Step 8: Add File Upload

For real analysis the user needs to upload data. Create app/api/upload/route.ts.

import { Sandbox } from "@e2b/code-interpreter";
import { createSandbox } from "@/lib/sandbox";
 
export async function POST(req: Request) {
  const formData = await req.formData();
  const file = formData.get("file") as File;
  let sandboxId = formData.get("sandboxId") as string | null;
 
  if (!sandboxId) {
    const sandbox = await createSandbox();
    sandboxId = sandbox.sandboxId;
  }
 
  const sandbox = await Sandbox.connect(sandboxId);
  const buffer = Buffer.from(await file.arrayBuffer());
  const path = `/home/user/${file.name}`;
  await sandbox.files.write(path, buffer);
 
  return Response.json({ sandboxId, path });
}

Then wire an upload button in page.tsx. Send the resulting path as a hint in the user's next message — "I uploaded sales.csv at /home/user/sales.csv, can you load it with pandas?" — and the model will pick it up.

Step 9: Test It

Run the dev server.

pnpm dev

Open http://localhost:3000 and try these prompts:

"Generate 1000 random points from a normal distribution and plot a histogram."
"Calculate the first 20 Fibonacci numbers and show them as a line chart."
"Define a function that returns the nth prime. Use it to find the 100th prime."

You should see the assistant write Python, the tool box render the code in a grey panel, the stdout stream in beneath it, and any matplotlib plot show up as an inline image. Variables persist — the third turn can reference what the first turn defined.

Step 10: Production Hardening

A few things to do before shipping this beyond a demo.

Per-user sandbox isolation. Today the sandbox id lives in the client. A motivated user could send someone else's id. Store it server-side keyed by session, and look it up from the route handler.
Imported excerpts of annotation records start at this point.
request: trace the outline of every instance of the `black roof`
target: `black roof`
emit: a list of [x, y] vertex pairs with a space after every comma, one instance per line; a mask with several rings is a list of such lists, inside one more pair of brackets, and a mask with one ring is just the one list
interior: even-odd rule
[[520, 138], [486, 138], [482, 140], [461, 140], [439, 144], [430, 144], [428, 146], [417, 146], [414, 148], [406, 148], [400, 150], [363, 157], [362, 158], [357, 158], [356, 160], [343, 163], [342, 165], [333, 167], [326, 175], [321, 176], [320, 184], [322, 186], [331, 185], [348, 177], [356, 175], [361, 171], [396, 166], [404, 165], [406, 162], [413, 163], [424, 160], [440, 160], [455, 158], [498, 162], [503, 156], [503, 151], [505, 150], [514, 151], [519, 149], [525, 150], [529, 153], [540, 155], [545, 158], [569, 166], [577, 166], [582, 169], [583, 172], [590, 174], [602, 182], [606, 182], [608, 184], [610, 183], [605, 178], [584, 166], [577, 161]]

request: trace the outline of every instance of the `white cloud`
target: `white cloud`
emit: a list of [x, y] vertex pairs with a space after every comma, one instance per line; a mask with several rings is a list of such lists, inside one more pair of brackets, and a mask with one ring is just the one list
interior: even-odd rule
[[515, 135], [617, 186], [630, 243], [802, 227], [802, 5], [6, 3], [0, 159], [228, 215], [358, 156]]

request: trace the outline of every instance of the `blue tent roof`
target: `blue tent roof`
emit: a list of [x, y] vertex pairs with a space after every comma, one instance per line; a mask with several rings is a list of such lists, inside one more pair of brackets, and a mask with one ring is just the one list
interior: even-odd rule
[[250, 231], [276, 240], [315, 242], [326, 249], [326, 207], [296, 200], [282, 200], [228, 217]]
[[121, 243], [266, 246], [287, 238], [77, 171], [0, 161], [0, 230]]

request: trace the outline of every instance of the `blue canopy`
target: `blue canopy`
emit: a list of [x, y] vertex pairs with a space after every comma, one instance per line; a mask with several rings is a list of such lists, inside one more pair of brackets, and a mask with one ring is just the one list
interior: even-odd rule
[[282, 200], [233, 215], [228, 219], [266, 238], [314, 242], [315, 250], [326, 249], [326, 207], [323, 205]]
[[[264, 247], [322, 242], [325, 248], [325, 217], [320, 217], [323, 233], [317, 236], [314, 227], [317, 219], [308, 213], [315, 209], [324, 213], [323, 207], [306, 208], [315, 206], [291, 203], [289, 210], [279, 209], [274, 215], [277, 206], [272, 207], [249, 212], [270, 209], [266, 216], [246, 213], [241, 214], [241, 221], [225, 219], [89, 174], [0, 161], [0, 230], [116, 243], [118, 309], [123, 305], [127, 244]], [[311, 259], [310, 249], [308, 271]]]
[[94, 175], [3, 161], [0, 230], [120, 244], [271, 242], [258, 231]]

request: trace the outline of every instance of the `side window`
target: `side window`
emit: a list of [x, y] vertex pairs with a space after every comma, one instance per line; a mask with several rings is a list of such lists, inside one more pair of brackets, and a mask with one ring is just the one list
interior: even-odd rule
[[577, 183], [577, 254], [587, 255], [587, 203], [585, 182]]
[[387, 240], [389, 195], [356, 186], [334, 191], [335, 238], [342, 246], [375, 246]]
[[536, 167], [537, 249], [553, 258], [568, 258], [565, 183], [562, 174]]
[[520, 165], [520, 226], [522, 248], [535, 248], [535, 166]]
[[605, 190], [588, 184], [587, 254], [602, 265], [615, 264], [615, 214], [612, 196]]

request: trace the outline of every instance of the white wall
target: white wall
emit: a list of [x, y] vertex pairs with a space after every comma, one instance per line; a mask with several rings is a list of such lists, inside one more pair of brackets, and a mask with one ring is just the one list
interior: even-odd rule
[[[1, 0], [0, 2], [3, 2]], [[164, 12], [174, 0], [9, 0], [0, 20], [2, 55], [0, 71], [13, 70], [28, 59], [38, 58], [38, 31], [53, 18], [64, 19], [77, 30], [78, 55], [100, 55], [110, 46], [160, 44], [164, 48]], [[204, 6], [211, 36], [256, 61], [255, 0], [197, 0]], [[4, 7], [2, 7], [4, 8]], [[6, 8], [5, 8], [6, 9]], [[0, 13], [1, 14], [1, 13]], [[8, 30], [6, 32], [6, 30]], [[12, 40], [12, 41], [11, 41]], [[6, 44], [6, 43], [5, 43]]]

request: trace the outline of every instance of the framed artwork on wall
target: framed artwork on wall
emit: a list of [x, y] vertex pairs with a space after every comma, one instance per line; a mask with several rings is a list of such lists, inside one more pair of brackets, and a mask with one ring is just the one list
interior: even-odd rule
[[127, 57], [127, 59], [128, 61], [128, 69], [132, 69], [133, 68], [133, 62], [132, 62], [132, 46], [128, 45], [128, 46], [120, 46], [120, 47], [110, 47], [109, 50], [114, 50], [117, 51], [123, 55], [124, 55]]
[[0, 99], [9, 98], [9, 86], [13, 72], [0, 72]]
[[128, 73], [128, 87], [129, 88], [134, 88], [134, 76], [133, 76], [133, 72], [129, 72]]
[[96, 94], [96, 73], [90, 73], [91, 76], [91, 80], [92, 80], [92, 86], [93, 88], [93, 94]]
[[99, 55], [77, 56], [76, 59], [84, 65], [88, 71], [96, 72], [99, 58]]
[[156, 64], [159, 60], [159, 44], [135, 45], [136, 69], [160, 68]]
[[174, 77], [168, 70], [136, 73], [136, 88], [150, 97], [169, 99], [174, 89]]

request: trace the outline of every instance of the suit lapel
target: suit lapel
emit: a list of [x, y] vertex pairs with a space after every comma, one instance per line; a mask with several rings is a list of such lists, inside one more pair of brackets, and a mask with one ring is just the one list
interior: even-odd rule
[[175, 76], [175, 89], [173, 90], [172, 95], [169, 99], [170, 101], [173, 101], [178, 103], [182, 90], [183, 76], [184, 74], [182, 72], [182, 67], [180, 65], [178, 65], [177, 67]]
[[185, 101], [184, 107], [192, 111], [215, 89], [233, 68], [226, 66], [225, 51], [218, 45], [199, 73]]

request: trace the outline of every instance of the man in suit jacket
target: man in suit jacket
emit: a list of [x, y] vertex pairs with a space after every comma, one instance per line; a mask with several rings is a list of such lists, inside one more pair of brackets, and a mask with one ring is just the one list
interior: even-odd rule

Timeouts and cleanup. E2B sandboxes auto-terminate after the timeoutMs you set on creation, but you should also call sandbox.kill() from a cleanup webhook when a user closes their tab — paid plans bill per second of sandbox runtime.

Resource caps. Use E2B's resource configuration to cap CPU and memory per sandbox so a runaway model cannot drain your credits.

Streaming token usage. The AI SDK exposes usage on onFinish. Log it to your analytics so you can attribute cost per user.

Multi-language. The same sandbox supports JavaScript, TypeScript, R, and bash. Add more tools (execute_javascript, execute_bash) with matching Zod schemas to let the agent pick the right runtime.

Troubleshooting

Tool calls never happen. Check that maxSteps is at least 2. With maxSteps: 1 the model will plan but not execute.

Sandbox cold-start feels slow. First sandbox per region takes 600 to 800 ms. Subsequent ones in the same region land under 200 ms. For latency-sensitive apps, pre-warm one sandbox per active session.

Matplotlib plots come back blank. The default backend in E2B is non-interactive. Add plt.show() at the end of your plotting code — the SDK detects the figure and serialises it to PNG automatically.

Variables disappear between turns. You forgot to thread sandboxId through. Confirm the response header is being read on the client and pushed back in the next request body.

Next Steps

Combine this with Mastra agents for multi-agent workflows where one agent plans and another executes
Pair it with Langfuse to trace every code execution end-to-end
Build a agentic RAG pipeline where retrieved documents are analysed by the code interpreter instead of just stuffed into the prompt
Replace Claude with DeepSeek, GPT-4.1, or Gemini — the only line that changes is the model import

Conclusion

E2B Code Interpreter turns the most dangerous capability of a language model — arbitrary code execution — into one of the safest. With under 200 lines of glue code you have an agent that can analyse spreadsheets, run statistical tests, plot charts, and hand back artefacts, all inside a disposable Firecracker microVM that disappears when the conversation ends. The same pattern extends to data engineering, scientific computing, financial modelling, and any domain where "the model writes code, the sandbox runs it" beats "the model guesses the answer."

Ship this, instrument it, and your agents stop hallucinating numbers.